Divulgações Comerciais Obrigatórias em Portugal (2024-2026)
Requisitos de divulgação comercial em Portugal após as reformas do Simplex Urbanístico (Decreto-Lei 10/2024): A Comunicação Prévia substitui o Alvará, a plataforma eletrónica PEPU, a certificação energética ao abrigo do DL 101-D/2020 e a revogação do RGEU a partir de junho de 2026.
Aviso Legal
Este conteúdo é apenas para fins informativos e educacionais gerais. Não constitui aconselhamento jurídico e não deve ser considerado como tal. As leis mudam frequentemente — sempre verifique os regulamentos atuais e consulte um advogado licenciado em sua jurisdição para obter aconselhamento específico para sua situação. Landager é uma plataforma de gestão de propriedades, não um escritório de advocacia.Informações verificadas pela última vez: May 2026.
O quadro de licenciamento e divulgação de imóveis comerciais em Portugal passou por uma grande reforma entre 2024 e 2026 ao abrigo do programa Simplex Urbanístico, assentando no fundamental Novo Regime do Arrendamento Urbano (NRAU) em vigor desde 2006. Proprietários e arrendatários comerciais devem estar cientes do quadro regulamentar atualizado, uma vez que documentos e procedimentos que eram obrigatórios antes de 2024 foram simplificados, substituídos ou totalmente digitalizados.
1. A Comunicação Prévia substitui o tradicional Alvará (Decreto-Lei 10/2024)
O tradicional Alvará de Utilização — anteriormente exigido para a maioria das operações comerciais — foi amplamente substituído por um regime simplificado de Comunicação Prévia ao abrigo do Decreto-Lei n.º 10/2024 (Simplex Urbanístico).
Principais alterações:
- Para a maioria das atividades comerciais e industriais, um senhorio ou arrendatário apresenta agora uma Comunicação Prévia à câmara municipal em vez de solicitar um Alvará formal.
- A câmara municipal tem 20 dias para responder. Se nenhuma resposta for recebida dentro desse período, a comunicação é considerada aprovada por consentimento tácito.
- Isto aplica-se a alterações no uso permitido de instalações comerciais (por exemplo, converter um escritório num restaurante) — um processo anteriormente longo e multifásico beneficia agora do mesmo regime simplificado.

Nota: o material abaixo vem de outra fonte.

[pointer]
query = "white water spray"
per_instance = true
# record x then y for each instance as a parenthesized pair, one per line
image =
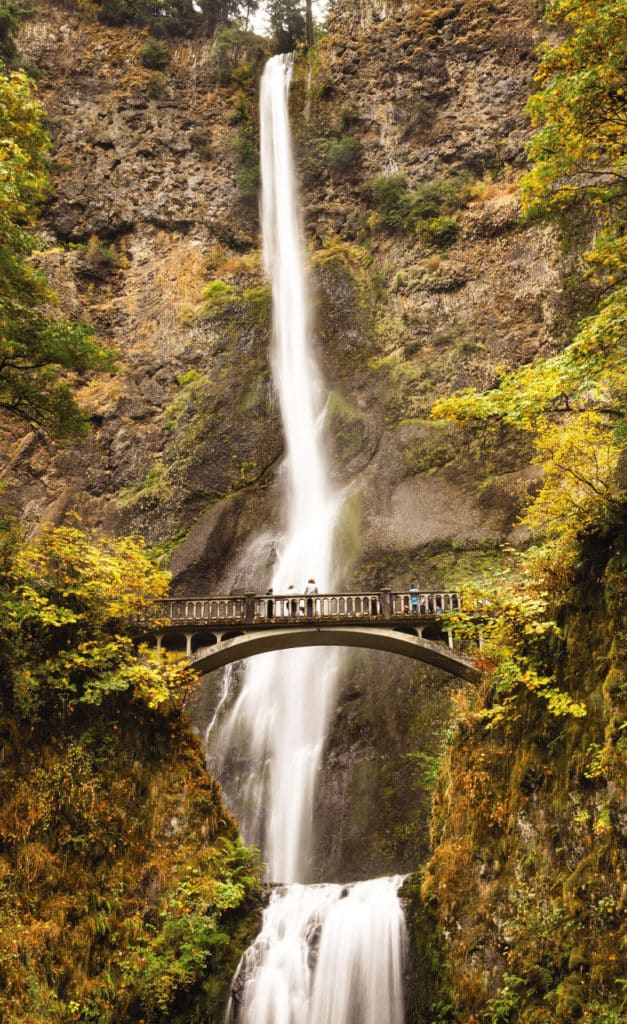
(326, 954)
(282, 712)
(329, 953)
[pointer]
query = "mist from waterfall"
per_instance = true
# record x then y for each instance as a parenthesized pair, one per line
(281, 715)
(327, 953)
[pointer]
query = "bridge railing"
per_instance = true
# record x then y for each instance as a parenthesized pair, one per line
(384, 605)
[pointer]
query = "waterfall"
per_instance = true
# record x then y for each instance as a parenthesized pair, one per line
(283, 709)
(327, 953)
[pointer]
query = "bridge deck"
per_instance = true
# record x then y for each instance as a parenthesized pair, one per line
(382, 607)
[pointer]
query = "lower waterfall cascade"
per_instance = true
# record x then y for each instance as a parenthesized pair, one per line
(327, 953)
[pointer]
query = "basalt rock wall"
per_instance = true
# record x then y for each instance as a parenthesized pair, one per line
(418, 289)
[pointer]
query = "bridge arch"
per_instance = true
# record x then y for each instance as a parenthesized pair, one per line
(249, 643)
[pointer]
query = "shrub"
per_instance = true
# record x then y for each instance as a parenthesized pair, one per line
(391, 200)
(236, 56)
(442, 231)
(247, 159)
(217, 294)
(426, 208)
(155, 54)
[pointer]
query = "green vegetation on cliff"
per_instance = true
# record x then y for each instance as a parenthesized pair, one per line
(527, 878)
(38, 348)
(125, 893)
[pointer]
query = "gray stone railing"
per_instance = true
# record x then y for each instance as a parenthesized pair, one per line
(255, 609)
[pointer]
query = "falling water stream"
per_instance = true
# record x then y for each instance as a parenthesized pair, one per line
(327, 953)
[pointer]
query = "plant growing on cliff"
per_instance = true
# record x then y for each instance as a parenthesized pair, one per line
(37, 347)
(155, 54)
(427, 208)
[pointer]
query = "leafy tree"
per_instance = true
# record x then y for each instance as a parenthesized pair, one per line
(580, 110)
(288, 22)
(36, 345)
(169, 16)
(572, 404)
(10, 13)
(67, 601)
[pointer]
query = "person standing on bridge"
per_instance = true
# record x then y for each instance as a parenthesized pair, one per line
(311, 588)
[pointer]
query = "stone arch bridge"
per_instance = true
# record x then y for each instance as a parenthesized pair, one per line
(213, 632)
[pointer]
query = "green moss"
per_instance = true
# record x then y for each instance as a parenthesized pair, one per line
(154, 488)
(216, 295)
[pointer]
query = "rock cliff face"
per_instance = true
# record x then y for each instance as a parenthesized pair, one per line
(149, 208)
(410, 131)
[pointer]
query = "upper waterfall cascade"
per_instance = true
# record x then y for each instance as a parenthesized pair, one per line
(327, 953)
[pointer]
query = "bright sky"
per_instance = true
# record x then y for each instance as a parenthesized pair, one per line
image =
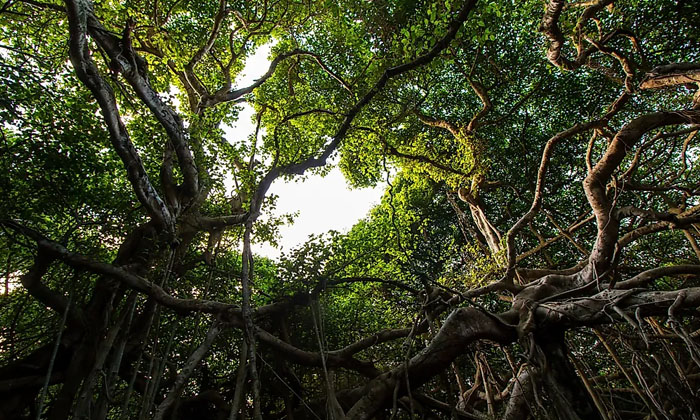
(322, 203)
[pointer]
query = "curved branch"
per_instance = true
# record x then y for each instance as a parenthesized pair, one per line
(88, 73)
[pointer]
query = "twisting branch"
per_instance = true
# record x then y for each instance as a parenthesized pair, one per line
(313, 162)
(85, 68)
(133, 67)
(595, 183)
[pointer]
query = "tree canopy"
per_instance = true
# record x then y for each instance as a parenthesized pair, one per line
(535, 254)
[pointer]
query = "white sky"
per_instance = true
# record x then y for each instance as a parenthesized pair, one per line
(322, 203)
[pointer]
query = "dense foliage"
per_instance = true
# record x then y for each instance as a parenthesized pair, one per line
(535, 254)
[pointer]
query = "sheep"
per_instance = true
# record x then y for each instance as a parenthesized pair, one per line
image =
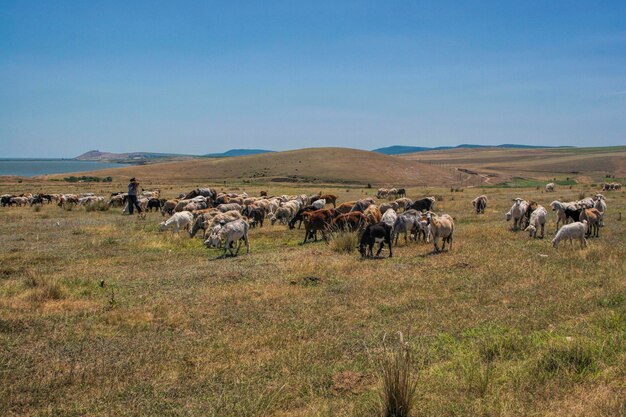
(373, 214)
(441, 227)
(390, 217)
(403, 202)
(592, 217)
(480, 204)
(537, 219)
(405, 223)
(319, 204)
(169, 207)
(230, 206)
(387, 206)
(179, 220)
(571, 231)
(560, 208)
(282, 214)
(228, 235)
(587, 202)
(601, 207)
(517, 211)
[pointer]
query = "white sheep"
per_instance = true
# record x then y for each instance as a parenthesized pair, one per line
(601, 207)
(281, 214)
(571, 231)
(227, 235)
(183, 219)
(441, 227)
(389, 217)
(517, 212)
(319, 204)
(537, 219)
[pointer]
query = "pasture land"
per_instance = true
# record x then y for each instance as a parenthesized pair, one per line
(499, 325)
(501, 165)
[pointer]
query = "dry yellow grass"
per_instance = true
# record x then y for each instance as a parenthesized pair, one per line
(542, 164)
(497, 328)
(334, 165)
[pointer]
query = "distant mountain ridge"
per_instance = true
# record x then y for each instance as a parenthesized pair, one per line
(96, 155)
(237, 152)
(400, 149)
(140, 157)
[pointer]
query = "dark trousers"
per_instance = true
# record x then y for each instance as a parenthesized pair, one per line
(132, 203)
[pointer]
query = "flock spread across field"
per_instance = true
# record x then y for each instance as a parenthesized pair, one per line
(226, 218)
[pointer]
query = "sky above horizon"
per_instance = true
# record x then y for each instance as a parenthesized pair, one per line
(201, 77)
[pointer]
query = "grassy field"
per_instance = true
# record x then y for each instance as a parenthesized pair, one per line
(501, 325)
(334, 165)
(582, 164)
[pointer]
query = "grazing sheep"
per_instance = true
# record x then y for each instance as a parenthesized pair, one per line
(441, 227)
(537, 220)
(387, 206)
(390, 217)
(375, 233)
(183, 219)
(373, 214)
(587, 202)
(319, 204)
(346, 207)
(560, 208)
(405, 223)
(349, 221)
(592, 217)
(517, 212)
(169, 207)
(403, 202)
(227, 235)
(282, 214)
(601, 207)
(230, 206)
(571, 231)
(480, 204)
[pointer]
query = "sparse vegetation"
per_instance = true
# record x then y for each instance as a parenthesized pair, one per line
(95, 304)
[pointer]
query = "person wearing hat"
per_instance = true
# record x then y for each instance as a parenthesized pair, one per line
(133, 185)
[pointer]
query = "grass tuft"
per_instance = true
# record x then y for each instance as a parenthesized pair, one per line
(399, 386)
(344, 242)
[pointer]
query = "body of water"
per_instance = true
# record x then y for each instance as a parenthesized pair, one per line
(34, 167)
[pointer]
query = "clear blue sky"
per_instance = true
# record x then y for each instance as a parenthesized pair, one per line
(199, 77)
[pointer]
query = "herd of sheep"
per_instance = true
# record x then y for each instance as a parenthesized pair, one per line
(226, 218)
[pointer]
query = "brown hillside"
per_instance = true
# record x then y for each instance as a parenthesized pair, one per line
(334, 165)
(535, 163)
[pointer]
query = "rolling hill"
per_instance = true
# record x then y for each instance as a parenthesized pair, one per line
(334, 165)
(531, 163)
(237, 152)
(400, 149)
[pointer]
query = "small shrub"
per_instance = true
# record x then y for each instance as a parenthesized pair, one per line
(577, 357)
(97, 206)
(399, 386)
(344, 242)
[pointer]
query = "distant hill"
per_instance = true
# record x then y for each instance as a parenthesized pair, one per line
(399, 149)
(237, 152)
(316, 165)
(96, 155)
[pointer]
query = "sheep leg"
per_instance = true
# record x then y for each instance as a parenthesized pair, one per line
(380, 248)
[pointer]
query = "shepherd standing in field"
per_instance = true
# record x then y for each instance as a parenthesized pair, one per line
(133, 185)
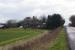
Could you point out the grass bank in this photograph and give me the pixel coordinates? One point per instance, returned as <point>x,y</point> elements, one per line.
<point>60,43</point>
<point>14,34</point>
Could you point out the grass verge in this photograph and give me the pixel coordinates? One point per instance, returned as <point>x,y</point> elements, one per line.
<point>12,35</point>
<point>60,43</point>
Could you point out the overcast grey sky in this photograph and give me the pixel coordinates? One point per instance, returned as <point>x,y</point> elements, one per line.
<point>19,9</point>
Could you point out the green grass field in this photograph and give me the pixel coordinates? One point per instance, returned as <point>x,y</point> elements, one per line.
<point>60,42</point>
<point>13,34</point>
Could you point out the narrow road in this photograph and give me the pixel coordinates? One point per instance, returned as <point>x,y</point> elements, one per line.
<point>71,37</point>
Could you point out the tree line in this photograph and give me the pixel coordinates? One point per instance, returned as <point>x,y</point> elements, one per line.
<point>45,22</point>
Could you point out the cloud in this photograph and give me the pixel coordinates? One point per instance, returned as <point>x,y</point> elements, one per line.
<point>19,9</point>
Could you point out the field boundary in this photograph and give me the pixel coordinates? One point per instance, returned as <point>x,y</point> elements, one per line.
<point>30,44</point>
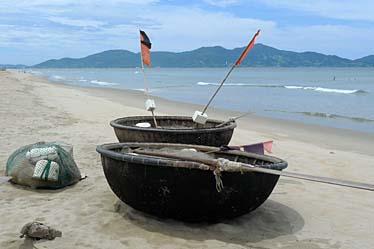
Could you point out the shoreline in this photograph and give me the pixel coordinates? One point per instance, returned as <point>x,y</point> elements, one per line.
<point>298,214</point>
<point>340,138</point>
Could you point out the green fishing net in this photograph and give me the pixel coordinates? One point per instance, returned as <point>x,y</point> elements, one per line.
<point>43,165</point>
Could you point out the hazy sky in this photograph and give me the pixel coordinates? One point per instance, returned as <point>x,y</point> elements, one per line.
<point>32,31</point>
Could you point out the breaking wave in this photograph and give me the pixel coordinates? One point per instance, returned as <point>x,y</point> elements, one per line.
<point>290,87</point>
<point>327,115</point>
<point>103,83</point>
<point>57,77</point>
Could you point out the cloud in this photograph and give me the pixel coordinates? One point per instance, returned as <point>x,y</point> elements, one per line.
<point>76,22</point>
<point>221,3</point>
<point>41,30</point>
<point>338,9</point>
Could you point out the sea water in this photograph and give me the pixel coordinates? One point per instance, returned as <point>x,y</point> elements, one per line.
<point>337,97</point>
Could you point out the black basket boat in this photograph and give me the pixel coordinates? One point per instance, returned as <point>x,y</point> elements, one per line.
<point>186,189</point>
<point>173,129</point>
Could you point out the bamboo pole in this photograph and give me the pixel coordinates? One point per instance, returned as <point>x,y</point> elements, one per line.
<point>321,179</point>
<point>147,87</point>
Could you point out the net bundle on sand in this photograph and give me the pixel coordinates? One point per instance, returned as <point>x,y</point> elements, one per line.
<point>43,165</point>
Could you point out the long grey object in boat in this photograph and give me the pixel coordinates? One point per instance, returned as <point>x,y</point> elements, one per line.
<point>327,180</point>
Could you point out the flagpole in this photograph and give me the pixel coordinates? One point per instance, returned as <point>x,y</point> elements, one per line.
<point>241,57</point>
<point>220,86</point>
<point>146,86</point>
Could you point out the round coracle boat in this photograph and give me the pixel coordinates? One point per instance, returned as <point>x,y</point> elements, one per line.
<point>173,129</point>
<point>185,182</point>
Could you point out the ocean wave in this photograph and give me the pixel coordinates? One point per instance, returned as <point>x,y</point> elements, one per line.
<point>328,90</point>
<point>327,115</point>
<point>103,83</point>
<point>57,77</point>
<point>291,87</point>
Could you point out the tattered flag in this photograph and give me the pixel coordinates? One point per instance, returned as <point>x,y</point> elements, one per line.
<point>145,46</point>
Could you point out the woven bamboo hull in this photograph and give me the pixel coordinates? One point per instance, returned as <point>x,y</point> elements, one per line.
<point>185,131</point>
<point>187,194</point>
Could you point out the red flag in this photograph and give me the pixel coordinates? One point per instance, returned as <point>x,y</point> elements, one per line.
<point>145,46</point>
<point>249,46</point>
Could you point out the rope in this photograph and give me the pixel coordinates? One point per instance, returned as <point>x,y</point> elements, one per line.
<point>223,165</point>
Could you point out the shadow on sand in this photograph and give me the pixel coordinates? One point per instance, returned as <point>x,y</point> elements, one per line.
<point>270,220</point>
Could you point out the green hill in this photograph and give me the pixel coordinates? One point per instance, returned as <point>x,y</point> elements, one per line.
<point>259,56</point>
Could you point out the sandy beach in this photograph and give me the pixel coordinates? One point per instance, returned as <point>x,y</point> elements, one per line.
<point>298,214</point>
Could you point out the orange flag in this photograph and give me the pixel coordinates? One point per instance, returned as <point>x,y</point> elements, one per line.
<point>145,46</point>
<point>249,46</point>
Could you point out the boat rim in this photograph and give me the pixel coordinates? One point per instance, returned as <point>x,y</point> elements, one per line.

Nota sobre o RGEU: O Regulamento Geral das Edificações Urbanas (RGEU) foi revogado com efeitos a partir de 1 de junho de 2026, simplificando ainda mais as normas técnicas aplicáveis aos espaços comerciais. A documentação de conformidade deve agora referenciar o quadro regulamentar atualizado em vez das disposições do RGEU.
2. Certificação Energética: O DL 101-D/2020 é o quadro atual
O Sistema de Certificação Energética de edifícios em Portugal é agora regido pelo Decreto-Lei n.º 101-D/2020, que substituiu e revogou o Decreto-Lei n.º 118/2013. Qualquer documentação de conformidade que ainda cite o DL 118/2013 como base para os requisitos de certificação energética está desatualizada e deve ser atualizada.
Requisitos atuais do Certificado Energético:
- Obrigatório para todos os anúncios de imóveis e todos os contratos de arrendamento (residenciais e comerciais).
- Emitido por peritos qualificados (Peritos Qualificados SCE) registados na ADENE.
- Válido por 10 anos a partir da data de emissão.
- A classe energética e o número de referência do certificado devem ser explicitamente indicados nos anúncios de imóveis e referenciados no contrato de arrendamento.
3. PEPU — Plataforma eletrónica obrigatória a partir de janeiro de 2026
A Plataforma Eletrónica dos Procedimentos Urbanísticos (PEPU) tornou-se obrigatória para todas as câmaras municipais portuguesas a partir de janeiro de 2026. A PEPU padroniza e automatiza todos os fluxos de trabalho de licenciamento, pedidos de alteração de uso, Comunicações Prévias e processos de licenciamento relacionados. Os pedidos submetidos fora da PEPU podem não ser aceites pelas autoridades municipais.
4. Divulgação à Autoridade Tributária: Registo do Modelo 2
Para além do licenciamento do imóvel, todos os arrendamentos comerciais devem ser formalmente comunicados à Autoridade Tributária:
- O Modelo 2 deve ser entregue pelo senhorio no mês seguinte à celebração do contrato de arrendamento.
- Imposto do Selo: 10% do valor total da primeira renda é devido no momento do registo.
- Auto-registo do arrendatário: Ao abrigo da Portaria n.º 106/2025/1, se o senhorio não entregar o Modelo 2, o arrendatário pode registar o contrato de arrendamento de forma independente.